Repubblica 5.9.16
Quando il lavoro somiglia alla schiavitù
Nel loro saggio Giovanni Arduino e Loredana Lipperini descrivono le nuove forme di sfruttamento estremo
di Rosaria Amato
Un
mondo in cui il lavoro non vale nulla, le persone non valgono nulla,
tutto è “low” tranne la fatica, lo smarrimento, la perdita di senso. È
il mondo nel quale viviamo, descritto spietatamente da Giovanni Arduino e
Loredana Lipperini in Schiavi di un dio minore (Utet). Una realtà alla
quale siamo approdati quasi senza rendercene conto: «Eravamo distratti
mentre una cultura finiva e ne nasceva un’altra e noi, nell’angolo, non
ci accorgevamo neppure di considerare normale che quell’altra prevedesse
il non avere diritti». E un lavoratore che non ha diritti non è molto
diverso da uno schiavo. Giudizio eccessivo? Gli autori ricordano più
volte l’accusa rivolta ai giovani di essere “schizzinosi”, quando si
rifiutano di accettare il poco o il pochissimo che viene loro offerto.
Su alcune storie non possono esserci dubbi, si tratta proprio di
schiavitù. Era una schiava Shila, che cuciva capi d’abbigliamento al
Rana Plaza di Dacca ed è sopravvissuta al crollo dell’edificio
fatiscente nel quale lavorava ore e ore per pochi dollari, crollo che ha
ucciso 1138 persone.
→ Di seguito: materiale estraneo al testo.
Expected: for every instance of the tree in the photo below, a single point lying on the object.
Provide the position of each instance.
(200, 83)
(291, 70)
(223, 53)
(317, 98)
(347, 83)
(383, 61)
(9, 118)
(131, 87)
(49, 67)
Una tragedia annunciata dalle crepe che ogni
giorno si aprivano nell’edificio, dagli scricchiolii, ma fino all’ultimo
i lavoratori sono stati obbligati a far finta di non vedere, per non
perdere un salario misero ma indispensabile. Era una schiava anche la
cinese Yu, che lavorava per la Foxconn, fabbrica che produce le
meraviglie di cui non possiamo più fare a meno: smartphone, computer,
tablet, e che tenta il suicidio perché qualcuno si dimentica di pagarle
lo stipendio. Sono mondi lontani, certo, anche se i prodotti fabbricati
da Yu e Shila arrivano in occidente e noi li compriamo, felici di
potercelo permettere, ignorando che possiamo permetterceli proprio
grazie a quei salari da fame.
Eppure la schiavitù è anche qua. Era
una schiava per esempio Paola, morta di fatica in Puglia mentre lavora
all’acinellatura dell’uva, per 27 euro al giorno. Ed era povera, i
poveri ci sono anche in Italia, ce ne sono sempre di più, e ingrossano
l’esercito delle persone disposte a quasi tutto pur di avere uno
stipendio. E quindi si capisce anche perché possano sembrare normali
certe modalità di lavoro “moderne”, come la pausa pranzo ridotta
all’osso e la pausa pipì contingentata, che si ritrovano anche
all’interno di aziende che hanno una buona reputazione. Sistemi
costruiti per tirar fuori dal lavoratore ogni sua minima energia, per
spremerlo fino allo spasimo, instillando la nuova etica secondo la quale
fare meno di quanto si potrebbe è vergognoso, è contrario
all’efficienza, alla velocità. Forme di sfruttamento del lavoro rispetto
alle quali i clienti diventano complici, con le loro recensioni che
stigmatizzano con grande severità gli impiegati che non danno il
massimo, li fanno aspettare o sbagliano qualcosa.
In questo mondo
non c’è posto per la cultura, studiare è inutile e chi studia viene
preso in giro nelle nuove catene di montaggio. Oppure è fortunato e
riesce a ottenere un lavoro intellettuale, magari in un giornale o in
una casa editrice, dove rimarrà precario a vita e sarà costretto a
lavorare anche a titolo gratuito. Ma volete mettere? Almeno in questo
caso starà facendo il lavoro che ama.